Dr Manmohan Singh Suggested Remedies for Economic Recovery
"In our baseline, we expect GDP growth to lose momentum from late Q3 on, once the push from the initial reopening fades."
India’s one of the most financially sound leaders, Former Prime Minister Manmohan Singh suggested some possible remedies for country’s economic recovery. Dr Manmohan Singh said that India must take three crucial steps to restore the economy that has been damaged due to the ongoing coronavirus pandemic, the BBC said.
Dr Singh said that the Central government must first ‘ensure that people’s livelihoods are protected and they have spending power through significant cash assistance’. He added that the Centre is required to make adequate capital available for businesses through ‘government-backed credit guarantee programmes.’
Finally, Singh said, the Centre is required to fix the financial sector through ‘institutional autonomy and processes.’
Earlier, Dr Singh had slammed the centre’s decision to put on hold Dearness Allowance to central government employees and Dearness Relief to central government pensioners, saying that it was not right to impose hardships on government employees at this stage.
The Congress had also mocked the centre over its economic policies after an Oxford Economic report said that India will take the longest to recover from COVID-19’s economic impact.
While quoting a report, Congress said: “Oxford Economics Report states India will take the longest to recover from COVID’s economic impact. The report further states that the govt’s attempts to “Unlock” are proving to be futile, as the pandemic is still in full force in many parts of India.”
According to Oxford Economics report, India fares the worst in its Asia recovery scorecard, implying that the country will likely take the longest among major economies to converge to its pre-coronavirus growth level. Oxford Economics, in a report titled ‘India: A reopening gone wrong’, said the central government’s attempts to restart the economy are already running aground.
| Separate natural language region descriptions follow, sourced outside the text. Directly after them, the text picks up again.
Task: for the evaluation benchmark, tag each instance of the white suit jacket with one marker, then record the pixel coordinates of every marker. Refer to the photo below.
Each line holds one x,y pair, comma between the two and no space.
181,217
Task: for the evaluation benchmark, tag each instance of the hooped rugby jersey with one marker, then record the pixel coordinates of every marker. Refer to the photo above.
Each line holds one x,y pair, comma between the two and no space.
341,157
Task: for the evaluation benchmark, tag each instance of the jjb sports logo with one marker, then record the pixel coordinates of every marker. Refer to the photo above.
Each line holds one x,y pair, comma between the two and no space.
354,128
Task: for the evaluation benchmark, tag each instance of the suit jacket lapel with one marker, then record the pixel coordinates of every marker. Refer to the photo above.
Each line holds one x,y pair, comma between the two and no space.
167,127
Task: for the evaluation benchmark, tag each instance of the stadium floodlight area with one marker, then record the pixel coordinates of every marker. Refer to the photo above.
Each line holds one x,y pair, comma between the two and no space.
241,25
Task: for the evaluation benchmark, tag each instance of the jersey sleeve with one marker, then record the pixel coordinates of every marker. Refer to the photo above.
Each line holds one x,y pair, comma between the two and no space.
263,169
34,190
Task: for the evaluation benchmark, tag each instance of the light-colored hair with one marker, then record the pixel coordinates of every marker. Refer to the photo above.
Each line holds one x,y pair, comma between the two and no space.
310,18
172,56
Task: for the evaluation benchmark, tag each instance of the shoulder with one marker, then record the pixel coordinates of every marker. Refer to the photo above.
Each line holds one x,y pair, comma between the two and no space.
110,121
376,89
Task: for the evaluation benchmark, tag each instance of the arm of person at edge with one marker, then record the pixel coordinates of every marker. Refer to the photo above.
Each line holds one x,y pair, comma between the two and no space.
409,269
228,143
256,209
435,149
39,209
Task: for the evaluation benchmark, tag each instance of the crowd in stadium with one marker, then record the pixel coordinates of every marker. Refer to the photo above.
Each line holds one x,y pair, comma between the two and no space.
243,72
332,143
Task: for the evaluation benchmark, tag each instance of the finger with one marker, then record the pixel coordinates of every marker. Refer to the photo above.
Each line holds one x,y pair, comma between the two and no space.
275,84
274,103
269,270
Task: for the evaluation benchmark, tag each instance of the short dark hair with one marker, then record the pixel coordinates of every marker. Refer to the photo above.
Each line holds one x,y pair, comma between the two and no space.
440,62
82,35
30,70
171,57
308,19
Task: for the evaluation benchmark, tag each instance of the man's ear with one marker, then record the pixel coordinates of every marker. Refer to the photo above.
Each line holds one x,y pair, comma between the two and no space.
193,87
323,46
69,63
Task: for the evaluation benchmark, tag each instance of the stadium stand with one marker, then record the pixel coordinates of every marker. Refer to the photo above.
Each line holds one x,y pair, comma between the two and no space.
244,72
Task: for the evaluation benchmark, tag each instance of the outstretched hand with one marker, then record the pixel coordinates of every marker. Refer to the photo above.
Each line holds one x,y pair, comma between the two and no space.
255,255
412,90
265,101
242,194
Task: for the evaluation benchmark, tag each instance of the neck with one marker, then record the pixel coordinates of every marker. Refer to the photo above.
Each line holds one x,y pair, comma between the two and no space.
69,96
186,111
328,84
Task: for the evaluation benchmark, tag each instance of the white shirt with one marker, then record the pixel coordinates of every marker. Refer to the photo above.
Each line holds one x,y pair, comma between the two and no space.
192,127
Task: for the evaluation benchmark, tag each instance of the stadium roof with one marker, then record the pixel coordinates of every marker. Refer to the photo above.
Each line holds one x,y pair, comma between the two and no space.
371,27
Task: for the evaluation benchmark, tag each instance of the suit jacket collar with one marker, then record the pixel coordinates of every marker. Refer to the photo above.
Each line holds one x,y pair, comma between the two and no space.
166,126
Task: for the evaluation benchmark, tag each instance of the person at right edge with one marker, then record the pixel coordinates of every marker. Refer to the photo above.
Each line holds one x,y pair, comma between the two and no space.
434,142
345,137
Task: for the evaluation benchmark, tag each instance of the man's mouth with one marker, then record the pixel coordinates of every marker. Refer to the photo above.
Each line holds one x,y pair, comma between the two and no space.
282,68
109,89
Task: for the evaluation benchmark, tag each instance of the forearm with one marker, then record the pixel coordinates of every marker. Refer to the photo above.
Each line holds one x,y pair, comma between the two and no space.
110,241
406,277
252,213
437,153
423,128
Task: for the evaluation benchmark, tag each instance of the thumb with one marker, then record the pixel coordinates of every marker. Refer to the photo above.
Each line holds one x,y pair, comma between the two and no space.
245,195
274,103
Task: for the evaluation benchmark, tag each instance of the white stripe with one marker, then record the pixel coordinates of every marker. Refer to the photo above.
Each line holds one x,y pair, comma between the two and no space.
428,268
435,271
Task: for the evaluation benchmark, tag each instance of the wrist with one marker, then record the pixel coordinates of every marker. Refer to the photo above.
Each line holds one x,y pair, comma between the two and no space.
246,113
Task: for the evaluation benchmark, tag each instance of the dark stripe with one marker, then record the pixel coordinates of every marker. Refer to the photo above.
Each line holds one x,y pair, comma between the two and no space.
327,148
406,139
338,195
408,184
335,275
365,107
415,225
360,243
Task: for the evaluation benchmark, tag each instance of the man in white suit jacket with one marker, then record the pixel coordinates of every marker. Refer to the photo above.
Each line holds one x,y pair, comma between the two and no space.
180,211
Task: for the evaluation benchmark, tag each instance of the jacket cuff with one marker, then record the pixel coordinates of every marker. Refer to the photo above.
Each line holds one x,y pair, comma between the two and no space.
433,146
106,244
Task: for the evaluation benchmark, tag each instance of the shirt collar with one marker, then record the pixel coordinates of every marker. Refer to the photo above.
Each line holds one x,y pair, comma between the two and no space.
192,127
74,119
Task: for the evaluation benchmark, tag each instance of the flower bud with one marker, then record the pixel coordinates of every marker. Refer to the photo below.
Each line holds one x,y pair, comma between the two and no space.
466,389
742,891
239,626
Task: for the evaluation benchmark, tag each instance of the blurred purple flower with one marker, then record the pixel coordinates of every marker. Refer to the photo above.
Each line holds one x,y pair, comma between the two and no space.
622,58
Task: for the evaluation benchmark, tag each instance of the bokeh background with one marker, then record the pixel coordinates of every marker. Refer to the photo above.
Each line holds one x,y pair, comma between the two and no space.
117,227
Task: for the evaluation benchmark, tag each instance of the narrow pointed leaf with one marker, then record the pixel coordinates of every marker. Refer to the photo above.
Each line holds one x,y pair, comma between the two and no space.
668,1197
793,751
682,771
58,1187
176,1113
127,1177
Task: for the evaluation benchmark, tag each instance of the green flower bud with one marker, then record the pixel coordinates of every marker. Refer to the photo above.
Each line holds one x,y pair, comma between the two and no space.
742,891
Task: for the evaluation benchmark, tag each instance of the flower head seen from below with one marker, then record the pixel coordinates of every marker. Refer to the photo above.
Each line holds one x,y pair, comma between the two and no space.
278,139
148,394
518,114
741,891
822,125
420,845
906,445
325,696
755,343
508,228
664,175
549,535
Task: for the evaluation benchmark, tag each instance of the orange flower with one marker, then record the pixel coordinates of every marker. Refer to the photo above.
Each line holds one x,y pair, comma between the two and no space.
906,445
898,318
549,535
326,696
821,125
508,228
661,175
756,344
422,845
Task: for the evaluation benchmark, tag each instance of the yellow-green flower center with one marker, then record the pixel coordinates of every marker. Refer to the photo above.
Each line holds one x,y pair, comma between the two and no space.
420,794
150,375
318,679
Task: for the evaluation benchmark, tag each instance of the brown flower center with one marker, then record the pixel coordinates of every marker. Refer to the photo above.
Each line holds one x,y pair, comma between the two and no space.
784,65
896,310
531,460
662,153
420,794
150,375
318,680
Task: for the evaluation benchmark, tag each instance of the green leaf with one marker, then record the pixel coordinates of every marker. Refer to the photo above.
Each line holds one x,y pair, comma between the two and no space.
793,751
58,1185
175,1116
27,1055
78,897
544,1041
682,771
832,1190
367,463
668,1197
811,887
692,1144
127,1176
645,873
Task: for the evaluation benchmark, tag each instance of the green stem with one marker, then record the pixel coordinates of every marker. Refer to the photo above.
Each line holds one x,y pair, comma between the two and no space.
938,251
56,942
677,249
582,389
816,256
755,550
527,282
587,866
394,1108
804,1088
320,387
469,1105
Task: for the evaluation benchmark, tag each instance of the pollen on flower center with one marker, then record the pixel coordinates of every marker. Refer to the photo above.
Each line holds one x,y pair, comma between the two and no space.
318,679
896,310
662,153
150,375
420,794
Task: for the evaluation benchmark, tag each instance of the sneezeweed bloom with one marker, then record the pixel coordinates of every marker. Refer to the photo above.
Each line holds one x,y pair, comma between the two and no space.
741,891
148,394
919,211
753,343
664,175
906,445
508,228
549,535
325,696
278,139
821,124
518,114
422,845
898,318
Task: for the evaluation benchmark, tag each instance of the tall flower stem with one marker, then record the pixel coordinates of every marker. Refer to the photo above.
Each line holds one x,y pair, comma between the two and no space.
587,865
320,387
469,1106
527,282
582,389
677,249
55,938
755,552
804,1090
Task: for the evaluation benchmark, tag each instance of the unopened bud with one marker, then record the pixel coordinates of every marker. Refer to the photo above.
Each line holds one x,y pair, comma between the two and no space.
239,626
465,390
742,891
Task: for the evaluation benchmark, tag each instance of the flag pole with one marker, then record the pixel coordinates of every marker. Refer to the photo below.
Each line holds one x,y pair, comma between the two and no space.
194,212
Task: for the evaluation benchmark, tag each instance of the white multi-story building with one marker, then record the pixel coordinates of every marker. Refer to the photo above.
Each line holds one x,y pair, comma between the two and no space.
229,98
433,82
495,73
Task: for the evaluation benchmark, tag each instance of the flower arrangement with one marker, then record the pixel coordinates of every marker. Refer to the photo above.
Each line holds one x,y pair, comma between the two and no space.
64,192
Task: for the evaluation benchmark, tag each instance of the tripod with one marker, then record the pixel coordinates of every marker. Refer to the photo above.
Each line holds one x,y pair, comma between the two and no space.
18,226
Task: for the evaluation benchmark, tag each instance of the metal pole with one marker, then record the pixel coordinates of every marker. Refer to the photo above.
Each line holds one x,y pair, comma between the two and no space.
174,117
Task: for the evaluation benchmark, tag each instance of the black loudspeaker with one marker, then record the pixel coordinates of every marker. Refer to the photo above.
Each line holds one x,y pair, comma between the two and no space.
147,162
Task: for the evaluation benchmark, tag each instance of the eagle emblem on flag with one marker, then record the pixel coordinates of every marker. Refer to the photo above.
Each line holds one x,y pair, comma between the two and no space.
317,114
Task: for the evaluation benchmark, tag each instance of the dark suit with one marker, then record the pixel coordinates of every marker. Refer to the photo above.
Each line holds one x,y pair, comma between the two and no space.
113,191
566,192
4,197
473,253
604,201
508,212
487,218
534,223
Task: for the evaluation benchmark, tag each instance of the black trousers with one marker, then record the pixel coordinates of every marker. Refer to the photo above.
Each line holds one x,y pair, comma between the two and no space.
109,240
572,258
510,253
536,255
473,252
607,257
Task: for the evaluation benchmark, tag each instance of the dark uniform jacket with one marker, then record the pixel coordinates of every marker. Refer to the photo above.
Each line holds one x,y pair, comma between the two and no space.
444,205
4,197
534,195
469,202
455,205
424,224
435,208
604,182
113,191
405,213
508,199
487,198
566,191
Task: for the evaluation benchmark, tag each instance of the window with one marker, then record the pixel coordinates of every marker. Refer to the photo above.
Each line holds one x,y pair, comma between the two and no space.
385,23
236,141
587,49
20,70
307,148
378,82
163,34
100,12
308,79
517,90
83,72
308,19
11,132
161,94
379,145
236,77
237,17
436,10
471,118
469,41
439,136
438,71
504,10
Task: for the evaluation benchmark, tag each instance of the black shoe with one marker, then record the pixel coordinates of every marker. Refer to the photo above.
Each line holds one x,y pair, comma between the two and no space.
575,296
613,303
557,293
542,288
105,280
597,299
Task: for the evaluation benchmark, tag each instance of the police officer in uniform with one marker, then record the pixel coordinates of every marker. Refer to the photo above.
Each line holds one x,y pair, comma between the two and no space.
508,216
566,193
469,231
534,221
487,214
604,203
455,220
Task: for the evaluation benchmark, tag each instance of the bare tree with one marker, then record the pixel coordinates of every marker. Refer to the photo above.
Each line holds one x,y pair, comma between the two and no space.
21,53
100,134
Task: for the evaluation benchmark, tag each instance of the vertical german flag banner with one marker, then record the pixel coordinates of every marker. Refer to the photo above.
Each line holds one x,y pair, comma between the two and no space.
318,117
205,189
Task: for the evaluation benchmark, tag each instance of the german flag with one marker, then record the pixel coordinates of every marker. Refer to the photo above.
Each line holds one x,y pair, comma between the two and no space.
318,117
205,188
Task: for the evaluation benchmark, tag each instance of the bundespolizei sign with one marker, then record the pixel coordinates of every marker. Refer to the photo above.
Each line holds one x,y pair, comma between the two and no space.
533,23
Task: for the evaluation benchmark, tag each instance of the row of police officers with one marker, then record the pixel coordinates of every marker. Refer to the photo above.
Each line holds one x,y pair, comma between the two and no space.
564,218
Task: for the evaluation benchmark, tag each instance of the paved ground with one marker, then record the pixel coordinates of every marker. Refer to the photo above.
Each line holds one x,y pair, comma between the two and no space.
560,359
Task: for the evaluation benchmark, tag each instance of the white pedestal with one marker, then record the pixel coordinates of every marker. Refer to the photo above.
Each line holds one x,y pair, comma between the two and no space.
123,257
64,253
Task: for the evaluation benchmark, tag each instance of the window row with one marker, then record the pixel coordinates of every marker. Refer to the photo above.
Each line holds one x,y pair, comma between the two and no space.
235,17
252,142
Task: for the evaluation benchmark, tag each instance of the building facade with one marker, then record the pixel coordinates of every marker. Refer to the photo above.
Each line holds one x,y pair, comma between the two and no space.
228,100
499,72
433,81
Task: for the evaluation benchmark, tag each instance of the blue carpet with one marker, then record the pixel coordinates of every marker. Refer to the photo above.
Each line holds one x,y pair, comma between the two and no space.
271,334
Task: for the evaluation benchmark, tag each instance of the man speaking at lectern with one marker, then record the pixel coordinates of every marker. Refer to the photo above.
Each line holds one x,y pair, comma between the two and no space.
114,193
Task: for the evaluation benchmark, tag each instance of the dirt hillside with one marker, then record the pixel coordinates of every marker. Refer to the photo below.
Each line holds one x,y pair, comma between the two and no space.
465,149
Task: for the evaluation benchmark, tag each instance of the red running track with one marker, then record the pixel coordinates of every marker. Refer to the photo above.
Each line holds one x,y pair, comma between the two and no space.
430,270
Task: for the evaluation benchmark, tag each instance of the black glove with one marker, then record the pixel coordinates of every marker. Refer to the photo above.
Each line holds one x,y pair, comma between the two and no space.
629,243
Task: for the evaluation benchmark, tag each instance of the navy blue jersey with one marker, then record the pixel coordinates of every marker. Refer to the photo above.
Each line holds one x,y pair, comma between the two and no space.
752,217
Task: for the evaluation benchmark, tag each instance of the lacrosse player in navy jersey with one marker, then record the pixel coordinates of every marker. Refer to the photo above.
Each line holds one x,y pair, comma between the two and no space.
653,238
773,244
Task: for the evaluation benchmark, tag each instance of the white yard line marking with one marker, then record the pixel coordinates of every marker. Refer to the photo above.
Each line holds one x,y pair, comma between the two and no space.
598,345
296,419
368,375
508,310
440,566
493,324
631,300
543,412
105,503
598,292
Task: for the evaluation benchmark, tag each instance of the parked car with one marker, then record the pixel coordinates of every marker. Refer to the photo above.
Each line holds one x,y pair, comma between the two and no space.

“In our baseline, we expect GDP growth to lose momentum from late Q3 on, once the push from the initial reopening fades and, likely compounded by the ongoing pandemic and inadequate policy support, legacy economic headwinds re-assert themselves. The risk clearly is that proactive steps by regional governments, especially the richer ones, to stem the spread of the virus bring the tipping point forward,” it said.